L'expansion du Duanju en Inde
- Blessing Azugama
- 3 oct.
- 3 min de lecture
L’Inde entre sous les projecteurs de la vague mondiale du micro-drame, avec des startups locales, des majors du streaming et des investisseurs internationaux qui se ruent tous sur la promesse d’histoires sérialisées, conçues pour le téléphone, racontées en seulement deux minutes par épisode. Ce qui a commencé comme une expérience inspirée par le succès fulgurant de la Chine est en train de devenir l’une des tendances de divertissement à la croissance la plus rapide en Inde.

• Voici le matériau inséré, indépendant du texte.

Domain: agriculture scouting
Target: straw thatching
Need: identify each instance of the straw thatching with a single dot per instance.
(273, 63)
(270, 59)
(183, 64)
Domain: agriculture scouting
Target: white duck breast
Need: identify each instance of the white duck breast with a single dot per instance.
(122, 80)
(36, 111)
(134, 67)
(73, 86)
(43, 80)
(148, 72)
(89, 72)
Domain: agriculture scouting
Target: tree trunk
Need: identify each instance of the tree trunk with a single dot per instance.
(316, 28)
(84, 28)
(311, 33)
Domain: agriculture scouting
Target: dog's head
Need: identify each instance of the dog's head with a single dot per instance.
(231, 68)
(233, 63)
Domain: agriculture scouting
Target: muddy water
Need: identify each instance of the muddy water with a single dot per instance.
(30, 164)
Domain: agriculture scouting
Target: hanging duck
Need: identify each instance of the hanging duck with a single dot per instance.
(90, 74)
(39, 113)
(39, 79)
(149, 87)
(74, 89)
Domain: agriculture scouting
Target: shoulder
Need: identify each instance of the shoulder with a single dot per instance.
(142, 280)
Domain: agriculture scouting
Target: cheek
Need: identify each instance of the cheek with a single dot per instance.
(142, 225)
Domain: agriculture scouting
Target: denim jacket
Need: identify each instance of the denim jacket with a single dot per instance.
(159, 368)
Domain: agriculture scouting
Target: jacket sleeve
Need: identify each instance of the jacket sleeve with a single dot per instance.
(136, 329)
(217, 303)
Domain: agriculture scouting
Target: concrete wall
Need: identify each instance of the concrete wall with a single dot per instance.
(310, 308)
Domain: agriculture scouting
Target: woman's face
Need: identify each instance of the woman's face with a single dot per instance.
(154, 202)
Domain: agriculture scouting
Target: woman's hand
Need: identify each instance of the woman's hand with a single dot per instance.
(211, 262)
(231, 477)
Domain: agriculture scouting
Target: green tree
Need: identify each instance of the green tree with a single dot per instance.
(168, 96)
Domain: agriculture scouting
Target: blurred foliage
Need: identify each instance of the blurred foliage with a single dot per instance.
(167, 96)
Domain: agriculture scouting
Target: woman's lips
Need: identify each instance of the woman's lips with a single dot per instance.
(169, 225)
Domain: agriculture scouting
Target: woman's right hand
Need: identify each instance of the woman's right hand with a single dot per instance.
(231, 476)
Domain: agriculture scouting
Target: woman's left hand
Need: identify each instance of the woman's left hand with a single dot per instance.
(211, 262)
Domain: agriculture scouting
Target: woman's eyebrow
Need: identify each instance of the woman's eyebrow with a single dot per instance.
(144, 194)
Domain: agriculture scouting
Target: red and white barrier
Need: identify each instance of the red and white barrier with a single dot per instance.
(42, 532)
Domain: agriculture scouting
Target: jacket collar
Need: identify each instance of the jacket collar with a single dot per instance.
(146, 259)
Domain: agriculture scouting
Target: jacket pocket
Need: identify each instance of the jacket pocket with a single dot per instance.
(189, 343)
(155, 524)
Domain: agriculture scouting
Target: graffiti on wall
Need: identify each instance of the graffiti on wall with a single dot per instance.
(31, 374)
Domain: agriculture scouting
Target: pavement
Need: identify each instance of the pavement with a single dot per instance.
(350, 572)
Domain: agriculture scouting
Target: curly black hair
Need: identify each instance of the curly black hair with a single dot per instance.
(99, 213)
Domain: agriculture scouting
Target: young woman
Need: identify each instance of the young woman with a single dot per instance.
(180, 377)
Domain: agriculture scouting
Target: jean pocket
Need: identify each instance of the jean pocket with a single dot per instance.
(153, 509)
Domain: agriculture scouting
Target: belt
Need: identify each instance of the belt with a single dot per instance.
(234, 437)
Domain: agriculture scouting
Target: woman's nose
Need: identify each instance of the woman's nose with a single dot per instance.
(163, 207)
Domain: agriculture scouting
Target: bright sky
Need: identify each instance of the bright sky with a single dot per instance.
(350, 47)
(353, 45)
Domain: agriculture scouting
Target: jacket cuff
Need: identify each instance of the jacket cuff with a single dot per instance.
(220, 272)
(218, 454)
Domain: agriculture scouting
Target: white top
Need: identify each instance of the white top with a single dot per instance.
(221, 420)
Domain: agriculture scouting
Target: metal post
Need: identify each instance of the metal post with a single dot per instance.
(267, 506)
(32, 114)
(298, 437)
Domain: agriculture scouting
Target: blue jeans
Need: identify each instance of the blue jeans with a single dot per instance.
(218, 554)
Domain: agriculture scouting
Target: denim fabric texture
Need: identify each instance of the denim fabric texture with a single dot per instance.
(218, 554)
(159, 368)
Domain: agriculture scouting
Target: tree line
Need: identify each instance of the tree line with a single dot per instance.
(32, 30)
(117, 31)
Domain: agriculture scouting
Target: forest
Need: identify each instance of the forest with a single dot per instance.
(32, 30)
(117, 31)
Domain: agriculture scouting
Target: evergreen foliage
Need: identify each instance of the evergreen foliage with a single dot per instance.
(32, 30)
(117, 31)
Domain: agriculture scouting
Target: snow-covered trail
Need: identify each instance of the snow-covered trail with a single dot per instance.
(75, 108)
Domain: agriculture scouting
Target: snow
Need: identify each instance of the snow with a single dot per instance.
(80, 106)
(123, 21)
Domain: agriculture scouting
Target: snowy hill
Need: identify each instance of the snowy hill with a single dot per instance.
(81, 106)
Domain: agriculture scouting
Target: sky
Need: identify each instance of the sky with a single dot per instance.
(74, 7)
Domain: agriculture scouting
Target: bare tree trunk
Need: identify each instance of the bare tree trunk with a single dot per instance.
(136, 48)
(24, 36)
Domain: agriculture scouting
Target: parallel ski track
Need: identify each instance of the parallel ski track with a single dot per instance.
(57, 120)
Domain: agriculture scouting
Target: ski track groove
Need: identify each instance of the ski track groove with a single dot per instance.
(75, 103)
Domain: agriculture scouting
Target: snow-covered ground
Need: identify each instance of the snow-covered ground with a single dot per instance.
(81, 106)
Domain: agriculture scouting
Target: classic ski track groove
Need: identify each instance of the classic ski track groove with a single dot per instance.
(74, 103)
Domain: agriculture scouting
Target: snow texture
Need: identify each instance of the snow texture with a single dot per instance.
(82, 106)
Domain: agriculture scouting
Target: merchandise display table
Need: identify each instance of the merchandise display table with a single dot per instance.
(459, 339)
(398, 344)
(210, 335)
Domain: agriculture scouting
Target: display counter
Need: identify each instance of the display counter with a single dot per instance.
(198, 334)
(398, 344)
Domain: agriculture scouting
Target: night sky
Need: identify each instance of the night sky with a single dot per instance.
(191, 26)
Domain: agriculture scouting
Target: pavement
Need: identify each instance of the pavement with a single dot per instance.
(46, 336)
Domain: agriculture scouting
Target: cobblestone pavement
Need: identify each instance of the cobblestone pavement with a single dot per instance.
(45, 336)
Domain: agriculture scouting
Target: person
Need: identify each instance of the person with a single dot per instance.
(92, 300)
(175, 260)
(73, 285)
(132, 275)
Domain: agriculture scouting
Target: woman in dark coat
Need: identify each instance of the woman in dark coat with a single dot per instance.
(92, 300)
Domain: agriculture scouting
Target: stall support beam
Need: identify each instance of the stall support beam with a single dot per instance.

Ces drames courts, parfaits pour le visionnage en rafale, d'une à deux minutes, se terminant par des cliffhangers destinés à accrocher le spectateur à l'épisode suivant, sont devenus un enjeu majeur du marché des contenus. Des startups comme Flick TV, Eloelo, Kuku FM, Chai Shots et ReelSaga construisent des plateformes dédiées à ces histoires, tandis que des acteurs plus importants, notamment Amazon, ShareChat et Zee Entertainment, testent leurs propres offres de micro-drames.
Manohar Charan, directeur financier de ShareChat, a déclaré qu'au cours des trois derniers mois seulement, 15 millions d'utilisateurs ont consommé des courts-métrages dramatiques sur Moj et Quick TV, avec plus de 100 millions d'épisodes visionnés quotidiennement. « L'objectif final est d'avoir la plus grande base d'utilisateurs », a-t-il noté, soulignant que la narration sérialisée de qualité professionnelle est ce qui distingue les micro-drames des clips courts et déconnectés qui dominent Instagram Reels et YouTube Shorts.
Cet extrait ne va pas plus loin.